Uni-President Enterprises Corp. reported a 6.8% year-on-year decline in first-quarter profit to NT$5.16 billion (US$165 million), highlighting the Taiwanese food conglomerate’s continued challenges despite strong performance from its mainland China operations.
The earnings drop came despite revenue growth in the company’s core business, with earnings per share falling to NT$0.91. The profit decline was primarily attributed to decreased investment income from non-operating activities.
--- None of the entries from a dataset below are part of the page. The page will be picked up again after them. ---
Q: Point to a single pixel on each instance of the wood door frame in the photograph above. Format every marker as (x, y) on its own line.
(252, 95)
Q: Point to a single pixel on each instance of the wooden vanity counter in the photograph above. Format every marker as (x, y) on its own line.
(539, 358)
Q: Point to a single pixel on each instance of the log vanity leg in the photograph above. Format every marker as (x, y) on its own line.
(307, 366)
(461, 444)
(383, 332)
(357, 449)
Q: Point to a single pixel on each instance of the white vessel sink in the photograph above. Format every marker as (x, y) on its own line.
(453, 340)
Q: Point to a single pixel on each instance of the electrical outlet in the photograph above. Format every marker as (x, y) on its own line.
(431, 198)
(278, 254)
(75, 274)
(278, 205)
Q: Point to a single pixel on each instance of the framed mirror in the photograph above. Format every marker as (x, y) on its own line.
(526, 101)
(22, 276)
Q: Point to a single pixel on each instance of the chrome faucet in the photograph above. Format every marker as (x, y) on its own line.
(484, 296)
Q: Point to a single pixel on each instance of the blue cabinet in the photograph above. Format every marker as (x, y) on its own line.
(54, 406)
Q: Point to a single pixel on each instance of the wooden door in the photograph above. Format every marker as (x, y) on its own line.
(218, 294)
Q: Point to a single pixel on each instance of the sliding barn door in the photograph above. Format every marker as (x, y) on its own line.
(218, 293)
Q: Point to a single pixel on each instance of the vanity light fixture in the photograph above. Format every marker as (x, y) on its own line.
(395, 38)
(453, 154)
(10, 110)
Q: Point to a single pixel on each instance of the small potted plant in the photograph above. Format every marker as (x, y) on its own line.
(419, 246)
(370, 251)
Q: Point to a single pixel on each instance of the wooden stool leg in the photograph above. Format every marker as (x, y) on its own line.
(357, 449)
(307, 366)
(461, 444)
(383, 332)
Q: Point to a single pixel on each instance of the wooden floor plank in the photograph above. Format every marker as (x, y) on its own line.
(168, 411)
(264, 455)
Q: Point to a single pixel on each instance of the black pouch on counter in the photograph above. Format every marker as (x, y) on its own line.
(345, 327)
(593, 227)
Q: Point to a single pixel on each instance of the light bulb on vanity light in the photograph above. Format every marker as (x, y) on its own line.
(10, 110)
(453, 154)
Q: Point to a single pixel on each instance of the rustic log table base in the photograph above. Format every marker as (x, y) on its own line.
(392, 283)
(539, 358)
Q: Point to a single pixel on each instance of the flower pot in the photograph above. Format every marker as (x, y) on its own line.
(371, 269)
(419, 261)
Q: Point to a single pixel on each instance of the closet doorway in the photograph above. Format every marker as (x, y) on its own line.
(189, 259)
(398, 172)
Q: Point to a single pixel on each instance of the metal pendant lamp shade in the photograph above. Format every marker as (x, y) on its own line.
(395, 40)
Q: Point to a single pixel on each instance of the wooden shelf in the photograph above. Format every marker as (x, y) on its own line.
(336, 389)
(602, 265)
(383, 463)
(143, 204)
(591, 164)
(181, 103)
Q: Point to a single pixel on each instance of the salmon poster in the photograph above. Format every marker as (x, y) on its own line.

In contrast, Uni-President China Holdings delivered remarkable results, with first-quarter net profit jumping 31.8% to RMB 602 million (US$84.3 million), reaching a record high for the period. The Chinese subsidiary benefited from simultaneous growth in both food and beverage segments, with particularly strong performances from its tomato juice, tea, and Ocean Spray product lines.
Meanwhile, the company’s 7-Eleven convenience store business in Taiwan posted a 1.7% profit decline to NT$2.9 billion (US$92.7 million). The convenience store unit’s earnings were impacted by planned investments in digital transformation, logistics infrastructure, and international store expansion.
The mixed results reflect Uni-President’s ongoing struggle to balance growth initiatives with profitability across its diverse business portfolio, even as its Chinese operations continue to outperform other divisions.